We present a novel Finite Volume (FV) scheme on unstructured polygonal meshes that is provably compliant with the Second Law of Thermodynamics and the Geometric Conservation Law (GCL) at the same time. The governing equations are provided by a subset of the class of symmetric and hyperbolic thermodynamically compatible (SHTC) models. Our numerical method discretizes the equations for the conservation of momentum, total energy, distortion tensor and thermal impulse vector, hence accounting in one single unified mathematical formalism for a wide range of physical phenomena in continuum mechanics. By means of two conservative corrections directly embedded in the definition of the numerical fluxes, the new schemes are proven to satisfy two extra conservation laws, namely an entropy balance law and a geometric equation that links the distortion tensor to the density evolution.

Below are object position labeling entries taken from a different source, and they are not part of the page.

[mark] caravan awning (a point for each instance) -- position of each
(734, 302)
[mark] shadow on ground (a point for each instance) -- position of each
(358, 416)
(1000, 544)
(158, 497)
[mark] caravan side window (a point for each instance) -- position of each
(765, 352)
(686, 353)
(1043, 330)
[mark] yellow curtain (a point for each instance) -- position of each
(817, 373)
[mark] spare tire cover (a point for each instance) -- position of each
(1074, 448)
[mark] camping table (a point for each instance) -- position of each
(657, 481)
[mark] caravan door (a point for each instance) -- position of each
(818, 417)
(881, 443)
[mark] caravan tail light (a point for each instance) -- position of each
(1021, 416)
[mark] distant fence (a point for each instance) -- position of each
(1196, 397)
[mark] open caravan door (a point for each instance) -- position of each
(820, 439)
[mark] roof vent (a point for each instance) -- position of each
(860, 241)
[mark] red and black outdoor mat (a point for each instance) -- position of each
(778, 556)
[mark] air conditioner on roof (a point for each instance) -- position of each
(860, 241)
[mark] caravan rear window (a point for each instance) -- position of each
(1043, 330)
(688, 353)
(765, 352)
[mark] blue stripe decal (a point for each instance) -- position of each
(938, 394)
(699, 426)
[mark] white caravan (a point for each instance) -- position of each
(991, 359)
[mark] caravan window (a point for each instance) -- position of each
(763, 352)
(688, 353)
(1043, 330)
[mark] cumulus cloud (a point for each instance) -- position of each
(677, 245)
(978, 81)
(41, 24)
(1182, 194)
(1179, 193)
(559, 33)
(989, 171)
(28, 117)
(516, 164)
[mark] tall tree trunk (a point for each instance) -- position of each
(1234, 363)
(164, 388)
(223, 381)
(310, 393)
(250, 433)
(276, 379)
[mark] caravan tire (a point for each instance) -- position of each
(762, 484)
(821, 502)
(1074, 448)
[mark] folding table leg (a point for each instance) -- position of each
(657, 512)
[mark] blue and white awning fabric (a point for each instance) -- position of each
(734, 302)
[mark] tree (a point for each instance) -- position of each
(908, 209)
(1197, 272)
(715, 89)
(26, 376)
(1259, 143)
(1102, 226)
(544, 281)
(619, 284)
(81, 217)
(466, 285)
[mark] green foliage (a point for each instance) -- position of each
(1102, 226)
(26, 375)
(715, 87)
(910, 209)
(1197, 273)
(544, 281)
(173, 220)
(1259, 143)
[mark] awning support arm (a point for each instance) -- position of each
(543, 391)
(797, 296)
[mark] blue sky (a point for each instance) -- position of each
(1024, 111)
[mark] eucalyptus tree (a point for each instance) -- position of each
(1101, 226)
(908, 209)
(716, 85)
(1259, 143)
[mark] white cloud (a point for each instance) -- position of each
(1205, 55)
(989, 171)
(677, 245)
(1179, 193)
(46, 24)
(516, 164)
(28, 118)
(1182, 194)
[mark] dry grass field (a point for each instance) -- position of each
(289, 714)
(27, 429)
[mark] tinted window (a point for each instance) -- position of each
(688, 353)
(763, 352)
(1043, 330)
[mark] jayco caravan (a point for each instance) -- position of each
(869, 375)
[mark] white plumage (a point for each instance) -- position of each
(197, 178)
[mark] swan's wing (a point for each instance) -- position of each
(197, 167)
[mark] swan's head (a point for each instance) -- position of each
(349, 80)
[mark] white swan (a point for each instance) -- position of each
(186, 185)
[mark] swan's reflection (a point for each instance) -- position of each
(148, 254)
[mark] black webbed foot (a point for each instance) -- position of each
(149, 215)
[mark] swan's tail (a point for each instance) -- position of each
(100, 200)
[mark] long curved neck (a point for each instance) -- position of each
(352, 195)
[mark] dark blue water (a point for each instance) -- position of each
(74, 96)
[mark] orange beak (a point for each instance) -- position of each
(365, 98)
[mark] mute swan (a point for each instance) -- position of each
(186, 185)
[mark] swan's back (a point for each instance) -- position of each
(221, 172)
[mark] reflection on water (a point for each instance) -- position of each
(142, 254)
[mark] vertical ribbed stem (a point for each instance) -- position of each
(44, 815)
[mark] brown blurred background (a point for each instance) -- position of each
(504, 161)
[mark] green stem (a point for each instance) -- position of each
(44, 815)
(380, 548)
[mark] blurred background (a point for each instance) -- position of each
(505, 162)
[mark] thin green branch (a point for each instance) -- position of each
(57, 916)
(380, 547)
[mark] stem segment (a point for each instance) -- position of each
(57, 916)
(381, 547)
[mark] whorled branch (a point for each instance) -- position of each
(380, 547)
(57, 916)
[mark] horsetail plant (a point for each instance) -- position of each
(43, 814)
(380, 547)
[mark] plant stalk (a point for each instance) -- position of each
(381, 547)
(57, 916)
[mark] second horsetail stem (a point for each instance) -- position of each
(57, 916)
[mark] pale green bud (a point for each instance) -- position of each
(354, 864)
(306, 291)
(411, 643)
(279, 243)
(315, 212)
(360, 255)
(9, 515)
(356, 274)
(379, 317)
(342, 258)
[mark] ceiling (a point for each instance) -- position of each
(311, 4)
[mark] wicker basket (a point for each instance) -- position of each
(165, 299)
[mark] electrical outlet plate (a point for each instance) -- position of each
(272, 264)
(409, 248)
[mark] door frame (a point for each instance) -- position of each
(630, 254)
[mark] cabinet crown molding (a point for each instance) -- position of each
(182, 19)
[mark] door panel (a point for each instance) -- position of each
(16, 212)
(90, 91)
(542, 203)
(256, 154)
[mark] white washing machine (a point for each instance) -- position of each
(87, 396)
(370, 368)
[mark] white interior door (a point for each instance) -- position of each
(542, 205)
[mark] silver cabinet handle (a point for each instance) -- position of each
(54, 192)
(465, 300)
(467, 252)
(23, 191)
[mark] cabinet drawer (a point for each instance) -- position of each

As such, the classical mass conservation equation can be discarded. Firstly, the GCL is derived at the continuous level, and subsequently it is satisfied by introducing the new concepts of general potential and generalized Gibbs relation. Once compatibility of the GCL is ensured, thermodynamic compatibility is tackled in the same manner, thus achieving the satisfaction of a local cell entropy inequality. The two corrections are orthogonal, meaning that they can coexist simultaneously without interfering with each other. The compatibility of the new FV schemes holds true at the semi-discrete level, and time integration of the governing PDE is carried out relying on Runge-Kutta schemes. A large suite of test cases demonstrates the structure preserving properties of the schemes at the discrete level as well.